Low dose of aspirin reduces Alzheimer’s protein amyloid in mice
Posted on 2nd July 2018
JNeurosci: Aspirin induces Lysosomal biogenesis and attenuates Amyloid plaque pathology in a mouse model of Alzheimer’s disease via PPARα
Scientists in the US have found that a low dose of aspirin reduces the hallmark Alzheimer’s protein, amyloid, in the brains of mice with features of the disease. The findings are published today (Monday 2 July) in the scientific publication, JNeurosci.
Dr Sara Imarisio, Head of Research of Alzheimer’s Research UK, said:
“Aspirin is a commonly taken medicine for a number of health conditions, but there has been little research to examine potential benefits for Alzheimer’s disease. This early-stage research suggests aspirin may help improve how the brain removes amyloid, a protein known to build up in Alzheimer’s. The study reveals important insights into the mechanisms through which aspirin may impact brain health, however this is a small study in mice so it’s too early to draw conclusions about whether aspirin could be used to treat Alzheimer’s in people.

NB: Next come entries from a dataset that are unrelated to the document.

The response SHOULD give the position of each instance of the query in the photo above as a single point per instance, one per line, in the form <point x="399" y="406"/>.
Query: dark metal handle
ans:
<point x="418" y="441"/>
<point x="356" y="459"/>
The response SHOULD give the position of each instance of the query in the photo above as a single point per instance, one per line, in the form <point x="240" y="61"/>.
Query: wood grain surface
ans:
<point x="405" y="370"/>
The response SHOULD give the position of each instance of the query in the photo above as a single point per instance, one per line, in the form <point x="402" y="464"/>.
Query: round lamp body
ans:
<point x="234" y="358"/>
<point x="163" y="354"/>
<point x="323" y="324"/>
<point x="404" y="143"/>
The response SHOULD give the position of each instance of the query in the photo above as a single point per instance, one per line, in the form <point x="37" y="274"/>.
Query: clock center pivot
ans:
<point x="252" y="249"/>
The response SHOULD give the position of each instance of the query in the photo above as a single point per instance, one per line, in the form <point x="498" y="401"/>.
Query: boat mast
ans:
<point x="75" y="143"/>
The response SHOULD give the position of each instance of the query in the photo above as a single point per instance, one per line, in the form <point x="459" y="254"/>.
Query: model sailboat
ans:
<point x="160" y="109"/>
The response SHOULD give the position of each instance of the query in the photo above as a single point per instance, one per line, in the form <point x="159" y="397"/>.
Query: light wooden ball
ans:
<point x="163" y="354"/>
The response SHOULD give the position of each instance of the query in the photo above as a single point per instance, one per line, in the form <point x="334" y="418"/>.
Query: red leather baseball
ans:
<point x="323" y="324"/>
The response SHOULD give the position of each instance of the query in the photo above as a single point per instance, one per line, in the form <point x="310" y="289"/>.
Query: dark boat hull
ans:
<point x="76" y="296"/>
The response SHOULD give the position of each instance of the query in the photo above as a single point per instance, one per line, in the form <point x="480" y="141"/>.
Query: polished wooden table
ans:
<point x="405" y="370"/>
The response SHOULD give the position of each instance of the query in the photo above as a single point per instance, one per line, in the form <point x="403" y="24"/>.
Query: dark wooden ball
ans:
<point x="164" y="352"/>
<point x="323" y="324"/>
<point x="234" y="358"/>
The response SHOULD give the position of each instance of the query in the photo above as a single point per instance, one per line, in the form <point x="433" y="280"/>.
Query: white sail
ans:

“Ultimately the only way to see whether aspirin could help treat Alzheimer’s disease is through large-scale, well-controlled clinical trials in people. Alzheimer’s Research UK is currently funding a study at the University of Oxford examining the effect of aspirin on memory and thinking in people at higher risk of dementia. In this study, aspirin is being investigated for its potential to reduce the risk of developing dementia, which could have a significant impact on healthy ageing.”